~Un~
Les hommes sont tumultueux comme la tempête et moi, je soupire en silence. Car je sais que la furie de la tempête finit par disparaître, engloutie par les abysses du temps; quant au soupir, il demeure aussi longtemps que Dieu demeure.
Les hommes s'agrippent à la matière froide comme neige et moi, je recherche la flamme de l'amour pour la serrer contre ma poitrine afin qu'elle dévore mes côtes et rogne mes entrailles. Car j'ai compris que la matière tue l'homme sans le faire souffrir et que par la souffrance l'amour le fait vivre.
Les hommes se divisent en communautés et tribus et appartiennent à des pays et régions.
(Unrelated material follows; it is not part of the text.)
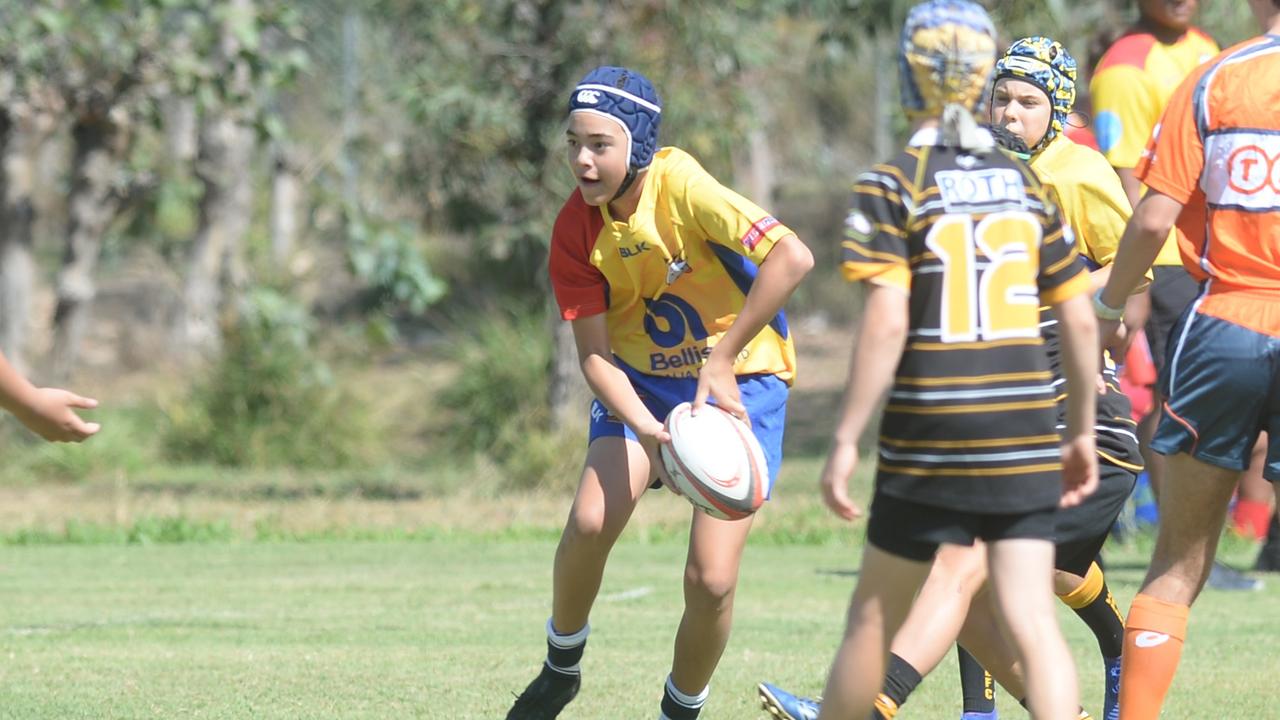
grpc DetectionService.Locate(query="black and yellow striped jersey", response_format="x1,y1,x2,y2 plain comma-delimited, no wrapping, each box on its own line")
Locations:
842,129,1089,512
Mais je me sens étranger dans un seul et même pays et exclu dans une seule et même nation. C'est que la terre tout entière est ma patrie et l'humanité ma famille. J'ai compris que les hommes sont si faibles qu'il est mesquin de les voir se diviser et que la terre est si étroite qu'il est stupide de la voir divisée en royaumes et principautés.
Les hommes s'épaulent pour démolir les temples de l'esprit et s'entraident pour bâtir des édifices du corps. Je me tiens debout, seul à déplorer cette scène funèbre et pourtant j'entends dans mon for intérieur la voix de l'espoir, qui dit: "A l'instar de l'amour qui fait vivre le coeur humain par la souffrance, la stupidité lui enseigne les voies de la connaissance. La souffrance et la stupidité concourent à un suprême plaisir et une parfaite connaissance, car la sagesse éternelle n'a rien créé de vain sous le soleil."